Third, we found a strong effect of the spatial component on greater rhea occurrence. Spatial autocorrelation can be introduced by two different factors (that unfortunately cannot be distinguished based on detection/non-detection data), namely omission of important site covariates, and biotic processes such as dispersal and conspecific attraction (Legendre 1993; Dormann et al. 2007). Important covariates that might vary in space and shape species distribution can be the expansion of agriculture towards northern RS, where large extents of open habitats (crop fields) were created and are used by the greater rhea. Perhaps the species is expanding its range within RS alongside the agriculture expansion, an effect that cannot be detected with static site-occupancy models but was already noticed in RS and in other Brazilian states (Miranda 2021). Also, the species move across large geographic areas when searching for dense and tall grasslands to reproduce (Erize and Villafañe 2017). Such spatiotemporal dynamics are not explained by habitat covariates but might be represented by the spatial autocorrelation component. Therefore, although habitat covariates may not be necessary to explain the geographic distribution of the greater rhea in RS, it is essential to monitor its populations and track changes in its preferred habitat to accurately identify and analyze population dynamics over time.

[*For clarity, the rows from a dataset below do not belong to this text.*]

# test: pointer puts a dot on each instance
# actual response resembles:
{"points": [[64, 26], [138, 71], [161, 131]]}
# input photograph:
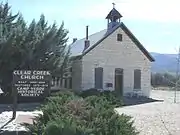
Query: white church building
{"points": [[111, 59]]}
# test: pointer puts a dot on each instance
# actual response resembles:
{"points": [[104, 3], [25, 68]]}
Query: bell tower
{"points": [[113, 18]]}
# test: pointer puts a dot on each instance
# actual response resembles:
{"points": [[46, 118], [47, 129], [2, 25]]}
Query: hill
{"points": [[164, 62]]}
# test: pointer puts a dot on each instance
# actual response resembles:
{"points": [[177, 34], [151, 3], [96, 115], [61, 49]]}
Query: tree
{"points": [[38, 46]]}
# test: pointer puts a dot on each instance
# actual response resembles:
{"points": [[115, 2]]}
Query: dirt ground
{"points": [[156, 118]]}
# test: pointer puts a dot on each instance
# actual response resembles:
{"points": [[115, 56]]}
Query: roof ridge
{"points": [[71, 45]]}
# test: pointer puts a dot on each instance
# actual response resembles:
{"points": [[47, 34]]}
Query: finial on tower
{"points": [[113, 5]]}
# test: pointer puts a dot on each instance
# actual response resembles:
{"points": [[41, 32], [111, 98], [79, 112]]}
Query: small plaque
{"points": [[109, 85], [29, 83]]}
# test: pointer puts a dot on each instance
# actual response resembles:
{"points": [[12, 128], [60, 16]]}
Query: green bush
{"points": [[69, 114]]}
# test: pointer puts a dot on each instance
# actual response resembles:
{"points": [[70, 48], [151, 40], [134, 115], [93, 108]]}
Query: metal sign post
{"points": [[29, 83]]}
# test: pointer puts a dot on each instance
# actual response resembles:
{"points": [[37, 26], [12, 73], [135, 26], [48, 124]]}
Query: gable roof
{"points": [[77, 48]]}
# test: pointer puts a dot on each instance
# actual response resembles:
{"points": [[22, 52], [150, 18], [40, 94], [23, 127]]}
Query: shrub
{"points": [[69, 114]]}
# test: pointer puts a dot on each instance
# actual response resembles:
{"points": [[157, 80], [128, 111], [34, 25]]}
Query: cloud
{"points": [[151, 10]]}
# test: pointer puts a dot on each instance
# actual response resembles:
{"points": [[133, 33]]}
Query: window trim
{"points": [[139, 84], [101, 87], [119, 37]]}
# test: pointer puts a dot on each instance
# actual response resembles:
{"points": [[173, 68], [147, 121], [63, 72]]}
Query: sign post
{"points": [[30, 83]]}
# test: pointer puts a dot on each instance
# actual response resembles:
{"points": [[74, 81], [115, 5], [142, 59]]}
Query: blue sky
{"points": [[156, 23]]}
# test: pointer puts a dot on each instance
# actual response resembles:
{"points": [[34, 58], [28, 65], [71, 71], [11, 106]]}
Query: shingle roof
{"points": [[78, 46]]}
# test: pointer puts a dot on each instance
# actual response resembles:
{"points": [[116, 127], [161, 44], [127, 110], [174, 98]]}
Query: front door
{"points": [[119, 81]]}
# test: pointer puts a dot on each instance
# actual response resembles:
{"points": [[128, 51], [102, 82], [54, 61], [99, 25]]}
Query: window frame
{"points": [[137, 74], [95, 83], [119, 37]]}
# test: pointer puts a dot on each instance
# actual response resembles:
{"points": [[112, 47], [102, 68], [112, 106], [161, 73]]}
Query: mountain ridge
{"points": [[164, 62]]}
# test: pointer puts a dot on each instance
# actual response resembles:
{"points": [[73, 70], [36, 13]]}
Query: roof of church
{"points": [[113, 13], [77, 48]]}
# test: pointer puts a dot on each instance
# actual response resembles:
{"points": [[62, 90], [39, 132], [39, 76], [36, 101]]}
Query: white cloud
{"points": [[153, 10]]}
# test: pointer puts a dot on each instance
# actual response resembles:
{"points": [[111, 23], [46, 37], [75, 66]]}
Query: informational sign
{"points": [[29, 83]]}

The conservation of Pampean grasslands can be greatly aided by the definition of a flagship species. This type of species can help increase interest from citizens and governments to support and fund conservation efforts (Simberloff 1998; Walpole and Leader-Williams 2002). When these species are protected, this can in turn ensure the protection of the wider landscape and other species that rely on it (Walpole and Leader-Williams 2002). The greater rhea is an unusual bird due to its morphology and large size, its large home range, and interesting breeding behavior. The species is also classified globally as “Near Threatened” (BirdLife International 2016), predominantly due to the loss of the grassland habitat, illegal hunting (for their feathers, meat, and skin), egg collection, and predation by felids and feral dogs (Sales 2006). Being a species of conservation importance, the greater rhea could be considered as an effective flagship species for the conservation of the Pampa habitat within Brazil.

Using expert knowledge and data integration models based on citizen-science data, which produced maps showing the area of greater rhea occupancy, we highlighted that (i) regions in which both SDM and experts agreed about the greater rhea distribution can be useful and form the core areas for future conservation efforts, and can be targeted by studies considering parameters such as population size and survival; and (ii) regions where the SDM and expert knowledge differed should be the focus of further sampling effort. Acknowledging the possibility of false negatives in observations (MacKenzie et al. 2002; Kéry et al. 2013; Guillera-Arroita et al. 2015; Guélat and Kéry 2018) is crucial for minimizing statistical uncertainty. This cannot be achieved with expert-based range maps or by the aggregation of different datasets. Therefore, the collaboration of experts, ecologists, and citizen scientists in mapping species distribution over space and time is encouraged to produce an informative source of evidence for planning species management and conservation.